第三军医大学大坪医院野战外科研究所肿瘤中心
王东 向德兵 卿 毅 仲召阳
DNA 损伤修复基因脱嘌呤/脱嘧啶核酸内切酶(apurinic/ apyrimidinic endonuclease, APE1)具有核酸内切酶及氧化还原双功能,是细胞放射性损伤和基因毒性药物烷化剂致伤的重要修复因子,并通过氧化还原机制调节多种转录因子的 DNA 结合活性及下游靶基因表达,而这些转录因子与肿瘤放化疗抵抗密切相关。APE1 可通过 DNA 损伤修复的直接作用,以及氧化还原的间接作用调节肿瘤的放疗敏感性,可能是调节肿瘤放疗敏感性的潜在分子靶点。因此本研究以 APE1 为靶点,应用 RNAi 技术抑制 APE1 的表达,通过动物实验研究增强骨肉瘤和大肠癌放疗敏感性的作用及其分子机制。

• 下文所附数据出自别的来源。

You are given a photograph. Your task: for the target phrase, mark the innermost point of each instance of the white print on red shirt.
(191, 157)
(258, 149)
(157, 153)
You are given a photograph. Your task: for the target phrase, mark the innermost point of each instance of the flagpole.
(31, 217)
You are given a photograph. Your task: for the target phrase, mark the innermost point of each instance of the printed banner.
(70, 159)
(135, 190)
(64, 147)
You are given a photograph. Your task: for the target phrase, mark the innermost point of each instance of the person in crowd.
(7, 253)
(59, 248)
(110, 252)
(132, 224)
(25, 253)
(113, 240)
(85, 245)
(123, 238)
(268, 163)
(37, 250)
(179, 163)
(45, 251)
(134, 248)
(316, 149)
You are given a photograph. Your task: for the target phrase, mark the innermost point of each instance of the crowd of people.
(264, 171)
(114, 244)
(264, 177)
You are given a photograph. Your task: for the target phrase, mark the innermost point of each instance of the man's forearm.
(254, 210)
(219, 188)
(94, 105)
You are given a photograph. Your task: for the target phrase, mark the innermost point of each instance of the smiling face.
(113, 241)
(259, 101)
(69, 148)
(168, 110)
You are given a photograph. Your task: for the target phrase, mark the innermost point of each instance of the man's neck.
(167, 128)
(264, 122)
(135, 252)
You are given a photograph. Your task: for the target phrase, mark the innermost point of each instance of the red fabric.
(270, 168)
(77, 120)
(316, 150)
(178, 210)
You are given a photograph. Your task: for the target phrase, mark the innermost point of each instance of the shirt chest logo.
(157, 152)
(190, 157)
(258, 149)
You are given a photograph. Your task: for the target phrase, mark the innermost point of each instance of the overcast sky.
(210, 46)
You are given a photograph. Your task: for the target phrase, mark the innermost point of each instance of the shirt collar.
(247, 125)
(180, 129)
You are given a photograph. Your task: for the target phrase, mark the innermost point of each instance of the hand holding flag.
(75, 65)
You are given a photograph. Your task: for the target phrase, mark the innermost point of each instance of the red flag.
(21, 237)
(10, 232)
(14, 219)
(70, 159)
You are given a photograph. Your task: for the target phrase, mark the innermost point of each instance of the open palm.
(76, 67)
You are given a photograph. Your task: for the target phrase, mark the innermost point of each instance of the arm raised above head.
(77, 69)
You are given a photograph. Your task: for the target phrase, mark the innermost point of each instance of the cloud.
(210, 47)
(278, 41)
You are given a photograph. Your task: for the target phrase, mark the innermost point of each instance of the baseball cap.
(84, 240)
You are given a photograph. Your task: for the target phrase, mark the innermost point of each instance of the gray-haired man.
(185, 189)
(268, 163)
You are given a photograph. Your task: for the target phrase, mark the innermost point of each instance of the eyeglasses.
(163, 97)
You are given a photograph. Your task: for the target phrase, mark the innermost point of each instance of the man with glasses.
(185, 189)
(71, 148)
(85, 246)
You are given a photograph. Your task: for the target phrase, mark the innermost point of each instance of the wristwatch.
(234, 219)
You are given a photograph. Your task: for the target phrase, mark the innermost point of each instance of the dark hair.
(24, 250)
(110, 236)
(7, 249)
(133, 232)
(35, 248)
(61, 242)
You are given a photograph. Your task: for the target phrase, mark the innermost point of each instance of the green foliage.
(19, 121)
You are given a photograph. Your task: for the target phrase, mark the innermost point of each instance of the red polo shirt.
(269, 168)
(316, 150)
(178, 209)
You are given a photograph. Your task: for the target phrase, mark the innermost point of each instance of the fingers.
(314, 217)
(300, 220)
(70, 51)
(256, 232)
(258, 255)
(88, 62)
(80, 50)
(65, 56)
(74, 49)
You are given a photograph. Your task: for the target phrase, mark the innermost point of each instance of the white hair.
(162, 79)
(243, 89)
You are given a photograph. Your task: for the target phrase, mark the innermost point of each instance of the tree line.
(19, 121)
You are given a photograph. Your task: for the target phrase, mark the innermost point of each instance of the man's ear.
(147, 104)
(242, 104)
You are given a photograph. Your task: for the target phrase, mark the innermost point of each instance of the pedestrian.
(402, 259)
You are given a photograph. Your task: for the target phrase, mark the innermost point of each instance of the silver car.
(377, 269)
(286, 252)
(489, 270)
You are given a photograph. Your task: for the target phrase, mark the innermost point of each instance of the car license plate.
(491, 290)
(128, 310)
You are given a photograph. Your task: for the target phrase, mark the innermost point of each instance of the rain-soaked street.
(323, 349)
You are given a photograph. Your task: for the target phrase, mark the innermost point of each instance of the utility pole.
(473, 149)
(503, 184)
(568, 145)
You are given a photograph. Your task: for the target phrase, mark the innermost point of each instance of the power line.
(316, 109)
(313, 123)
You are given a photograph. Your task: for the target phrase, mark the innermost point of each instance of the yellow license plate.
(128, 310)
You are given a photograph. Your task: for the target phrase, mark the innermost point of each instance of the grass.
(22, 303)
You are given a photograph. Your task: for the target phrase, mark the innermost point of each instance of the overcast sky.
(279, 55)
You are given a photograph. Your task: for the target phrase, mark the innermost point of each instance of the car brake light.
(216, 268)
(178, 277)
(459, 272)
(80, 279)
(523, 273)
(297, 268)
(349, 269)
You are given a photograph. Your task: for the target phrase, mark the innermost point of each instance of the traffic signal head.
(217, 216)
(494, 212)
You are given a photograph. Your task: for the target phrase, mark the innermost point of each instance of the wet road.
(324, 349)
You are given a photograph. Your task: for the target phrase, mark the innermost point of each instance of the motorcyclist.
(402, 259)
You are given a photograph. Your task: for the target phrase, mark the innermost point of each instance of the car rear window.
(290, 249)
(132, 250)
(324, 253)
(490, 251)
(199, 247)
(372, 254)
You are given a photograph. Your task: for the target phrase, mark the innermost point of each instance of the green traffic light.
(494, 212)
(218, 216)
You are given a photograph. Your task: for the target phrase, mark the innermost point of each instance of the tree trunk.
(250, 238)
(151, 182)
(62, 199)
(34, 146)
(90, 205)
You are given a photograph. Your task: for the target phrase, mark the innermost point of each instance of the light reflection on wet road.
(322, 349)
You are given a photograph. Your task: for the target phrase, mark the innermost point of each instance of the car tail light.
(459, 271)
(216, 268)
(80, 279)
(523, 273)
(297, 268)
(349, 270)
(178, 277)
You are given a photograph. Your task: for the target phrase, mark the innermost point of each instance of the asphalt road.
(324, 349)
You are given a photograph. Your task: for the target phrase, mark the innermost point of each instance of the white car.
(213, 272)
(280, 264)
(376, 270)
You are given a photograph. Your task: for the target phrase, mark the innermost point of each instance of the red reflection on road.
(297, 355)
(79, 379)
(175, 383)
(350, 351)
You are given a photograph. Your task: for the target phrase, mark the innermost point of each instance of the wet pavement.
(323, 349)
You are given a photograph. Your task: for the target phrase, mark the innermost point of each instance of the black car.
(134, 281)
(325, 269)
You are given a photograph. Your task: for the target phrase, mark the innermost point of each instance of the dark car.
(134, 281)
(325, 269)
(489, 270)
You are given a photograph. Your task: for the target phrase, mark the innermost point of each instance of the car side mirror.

一、pSilence APE1 提高骨肉瘤放疗敏感性动物实验研究
建立骨肉瘤裸鼠动物模型,观察 pSilence APE1 联合放疗对骨肉瘤生长抑制的协同作用。动物实验结果表明,pSilence APE1+放疗联合治疗组的肿瘤生长延缓天数是对照组、pSilence APE1 治疗组以及单独放射治疗组的 2.30 倍、1.74 倍和 1.51 倍。APE1 免疫组化染色显示 pSilence APE1+放疗联合治疗组肿瘤细胞 APE1 表达显著降低。pSilence APE1+放疗联合治疗组微血管密度(MVD)为 10.92±2.53,pSilence APE1治疗组 MVD 为 19.38±2.62,单独放疗组 MVD 为 23.36±2.71,对照组 MVD 为 30.17±3.24,pSilence APE1+放疗联合治疗组 MVD 与对照组、pSilence APE1 治疗组以及单独放疗组相比有显著性差异(P<0.01)。原位末 端 标 记技 术 检 测肿 瘤 细胞 凋 亡情 况 ,显 示 pSilence APE1+ 放 疗 联 合 治疗 组 肿瘤 细 胞凋 亡 率 为(15.48±2.95)%,显著高于 pSilence APE1 治疗组(8.29±1.58)%、单独放疗组(9.12±1.74)%以及对照组(2.37±1.28)%( P <0.01)。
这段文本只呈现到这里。